A diferencia de los periodistas y activistas espiados, Peña Nieto es el mando principal de un vasto aparato policiaco que debe detectar, investigar, perseguir y buscar el castigo de quienes, dentro o fuera del gobierno, realicen cualquier intervención de comunicaciones que no esté autorizada legalmente. Además, Peña Nieto tiene la obligación de ordenar que ese aparato policiaco se encargue de proteger y blindar sus comunicaciones privadas como un asunto de seguridad nacional. Una prerrogativa, por cierto, que el resto de los ciudadanos no tenemos porque nuestra protección la confiamos al gobierno.
Con esta indiferencia presidencial a temas fundamentales de seguridad pública y nacional, no resultan tan sorprendente que Peña Nieto haya cometido el traspié de afirmar que la ley se aplicaría no a los espías sino a los espiados.
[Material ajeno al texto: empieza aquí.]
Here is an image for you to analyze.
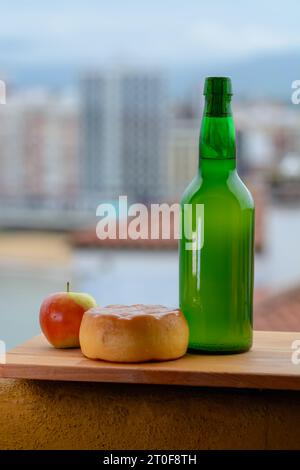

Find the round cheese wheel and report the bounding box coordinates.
[79,305,189,362]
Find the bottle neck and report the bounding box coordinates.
[199,94,236,173]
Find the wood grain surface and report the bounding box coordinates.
[0,331,300,390]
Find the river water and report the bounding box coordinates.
[0,207,300,348]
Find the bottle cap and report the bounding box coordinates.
[203,77,232,96]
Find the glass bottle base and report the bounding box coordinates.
[188,344,252,355]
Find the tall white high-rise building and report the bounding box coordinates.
[80,70,167,202]
[0,90,79,206]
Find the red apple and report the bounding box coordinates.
[40,283,96,348]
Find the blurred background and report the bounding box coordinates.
[0,0,300,347]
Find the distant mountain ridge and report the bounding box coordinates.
[0,51,300,99]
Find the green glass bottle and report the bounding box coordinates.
[179,77,254,353]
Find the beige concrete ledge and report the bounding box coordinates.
[0,379,300,450]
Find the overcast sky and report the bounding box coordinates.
[0,0,300,65]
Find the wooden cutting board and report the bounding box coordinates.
[0,331,300,390]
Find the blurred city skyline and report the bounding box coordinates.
[0,0,300,99]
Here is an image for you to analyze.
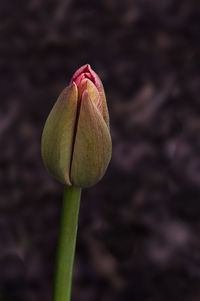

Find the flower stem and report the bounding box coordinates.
[53,186,81,301]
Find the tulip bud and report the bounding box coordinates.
[42,65,112,188]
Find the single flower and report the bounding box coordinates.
[42,64,112,188]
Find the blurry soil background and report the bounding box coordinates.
[0,0,200,301]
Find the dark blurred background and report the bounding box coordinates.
[0,0,200,301]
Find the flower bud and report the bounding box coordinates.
[42,65,112,188]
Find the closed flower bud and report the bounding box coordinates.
[42,65,112,188]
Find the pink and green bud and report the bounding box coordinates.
[42,65,112,188]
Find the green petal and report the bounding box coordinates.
[71,90,112,188]
[42,84,78,185]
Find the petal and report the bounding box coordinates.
[71,64,109,127]
[70,90,112,188]
[42,84,78,185]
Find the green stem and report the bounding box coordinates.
[53,186,81,301]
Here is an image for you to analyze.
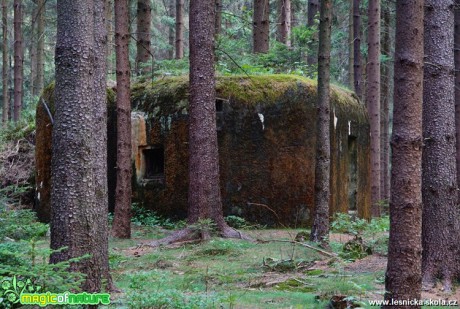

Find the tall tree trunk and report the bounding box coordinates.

Por más correcciones que haya hecho a esa declaración amenazante, el desliz revela su particular noción de cómo funciona el estado de derecho.
Los periodistas y activistas espiados, así como las organizaciones que ayudaron a revelar el espionaje, como Artículo19, Social TIC y la Red de Defensa de los Derechos Digitales, ya han aportado tres elementos cruciales para enfocar las sospechas en dependencias del gobierno mexicano: el análisis forense de los dispositivos hecho por Citizen Lab de la Universidad de Toronto que rastreó las huellas del software Pegasus a la firma israelí NSO Group, los contratos de compra del gobierno mexicano a NSO Group y las afirmaciones de esa empresa de que sólo vende Pegasus a gobiernos nacionales.
El gobierno mexicano es el único que puede investigar esto. La sociedad civil ya hizo su parte al ponerle reflectores al tema con evidencias sólidas. Pero la promesa de autoridades de una investigación a fondo resulta tan hueca como las promesas anteriores de esclarecer otros ataques a la libertad de expresión.
Para darle a su investigación un barniz de seriedad, la Procuraduría General de la República anunció que pediría el apoyo de la Oficina Federal de Investigaciones (FBI) de Estados Unidos. El gobierno estadounidense aclaró que no ha recibido la petición de ayuda, pero aun si la hubiera recibido, tal asistencia probablemente sería inútil pues el FBI sólo podría hacer un análisis de los dispositivos infectados con el software espía para decirle a la PGR lo que ya sabemos: que el software es Pegasus y provino de NSO Group. No sorprendería si el FBI pide ayuda para esa prueba forense nada menos que a Citizen Lab, al ser la organización más creíble a nivel mundial para este tipo de investigaciones.
Sería un círculo del absurdo que sólo se rompería con información que el gobierno mexicano tiene en su poder y para la cual no necesita la ayuda del FBI: los reportes de quiénes manejaron Pegasus, quiénes eran los funcionarios que enviaron los mensajes de texto para penetrar teléfonos, cuáles son los números a los que fueron enviados y por qué personas específicas. Pegasus es un software demasiado delicado como para manejarlo sin bitácoras y la ausencia de éstas reforzaría las evidencias de que el programa se usó más para mitigar la inseguridad política del presidente que la seguridad del país.
Peña Nieto aún está a tiempo de demostrar que esa inseguridad en su gobierno no proviene de él, como sí provenía de Nixon en el caso Watergate. Puede demostrar que el hackeo a periodistas y activistas en momentos en que se ocupaban de algunos de los principales escándalos de su gobierno (la compra de la Casa Blanca, las desapariciones de Ayotzinapa, los abusos de la Policía Federal en Tanhuato, casos de corrupción de gobernadores priistas) fue idea de subordinados ávidos de quedar bien con el jefe pero que, en cambio, destrozaron la reputación de su gobierno. Si no lo hace, el presidente quedará como el responsable, aunque él mismo se sienta espiado.
Javier Garza Ramos es periodista, conductor del Noticiero Reporte100 en Imagen Laguna y consultor de la Asociación Mundial de Periódicos (WAN-IFRA).